In this part of the review, Miles ridicules these “dirty Q-kooks” for coughing in the theater. $100 says Miles wore a mask.

Sound of Freedom lives up to that anticipation. It’s a stomach-turning experience, fetishizing the torture of his child victims and lingering over the lush preludes of his sexual abuse. Sometimes I had the uneasy feeling that I might be arrested myself just for sitting there. However, the mostly white-haired audience around me could be relied upon to gasp, groan in pity, murmur condemnations, clap and shout “Amen!” in moments of righteous fury, as when Ballard declares that “God’s children are not for sale.” They were delighted by what they clearly took for a scorching exhibition. Not even an occasional bout of nasty coughing, and we had plenty of it, could break the spell.
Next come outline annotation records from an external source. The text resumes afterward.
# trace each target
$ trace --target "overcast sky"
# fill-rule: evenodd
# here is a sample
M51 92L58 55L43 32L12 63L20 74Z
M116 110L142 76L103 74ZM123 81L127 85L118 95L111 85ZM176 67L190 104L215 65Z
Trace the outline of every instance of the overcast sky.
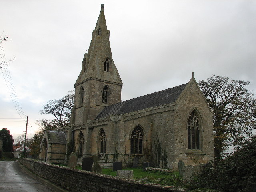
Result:
M40 114L42 106L74 89L102 2L1 1L0 32L10 39L3 47L6 60L15 58L8 67L30 136L36 120L53 118ZM192 72L198 82L226 76L249 81L248 88L256 90L256 0L104 4L122 100L187 83ZM20 117L1 71L0 130L16 138L26 129L25 118L8 119Z

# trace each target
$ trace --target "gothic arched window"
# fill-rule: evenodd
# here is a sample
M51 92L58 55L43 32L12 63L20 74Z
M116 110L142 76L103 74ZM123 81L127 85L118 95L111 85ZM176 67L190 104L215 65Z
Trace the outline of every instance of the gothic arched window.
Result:
M80 158L83 155L83 151L84 149L84 134L81 131L79 133L78 137L78 157Z
M84 72L85 72L85 69L86 67L86 60L84 59Z
M84 103L84 90L82 86L80 88L79 94L80 94L80 104L82 104Z
M104 130L102 130L100 134L100 153L106 153L106 134Z
M102 32L102 31L101 30L101 29L100 29L100 28L99 28L98 30L98 31L97 32L97 33L98 34L98 35L101 35Z
M189 116L187 128L188 148L199 149L200 148L199 122L198 118L194 110Z
M138 126L133 130L131 136L131 153L142 154L143 134Z
M106 85L103 88L102 90L102 103L108 103L108 88Z
M108 58L106 59L105 62L104 62L104 71L109 71L110 63L109 59Z

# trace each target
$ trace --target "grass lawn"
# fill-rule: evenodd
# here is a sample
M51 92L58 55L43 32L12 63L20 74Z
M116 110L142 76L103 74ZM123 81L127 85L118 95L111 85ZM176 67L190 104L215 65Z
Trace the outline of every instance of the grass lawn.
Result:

In the final part of his review, Miles apparently shows sarcastic empathy towards the pedophile character who ultimately suffers a brutal fate. Yes, you are right on the brand, Miles. Well done.

Aside from its relentless messages, the film is hampered by an almost total absence of procedural logic. This original rescue is only possible because Ballard happens to be at exactly the right spot at a US-Mexico border station at the very moment his target tries to cross. Good luck! Earlier, Ballard convinces a jailed peddler of child pornography facing a 30-year sentence to help him contact traffickers in exchange for an immunity deal, unnecessarily posing as a pedophile to win I know the trust. When the man fulfills his end of the bargain, Ballard has a dozen police officers swarm the restaurant they’re in to…arrest him again? Wait, how did he get out of custody in the first place? It doesn’t matter as long as the drooling drag with the requisite glasses and kinky mustache ends up banging his head on a table again. The same muddled approach is taken in Ballard’s later, more sensational busts, which no doubt agrees with the way OUR embellishes and misrepresents its international “missions,” according to a Vice News investigation of the group.

Apparently, what Miles Klee thinks about “Sound of Freedom” doesn’t matter, because in a wild box office upset, “Sound of Freedom” beat Disney’s new revival movie “Indiana Jones.” So while Miles doesn’t care much about child abuse, many other Americans do.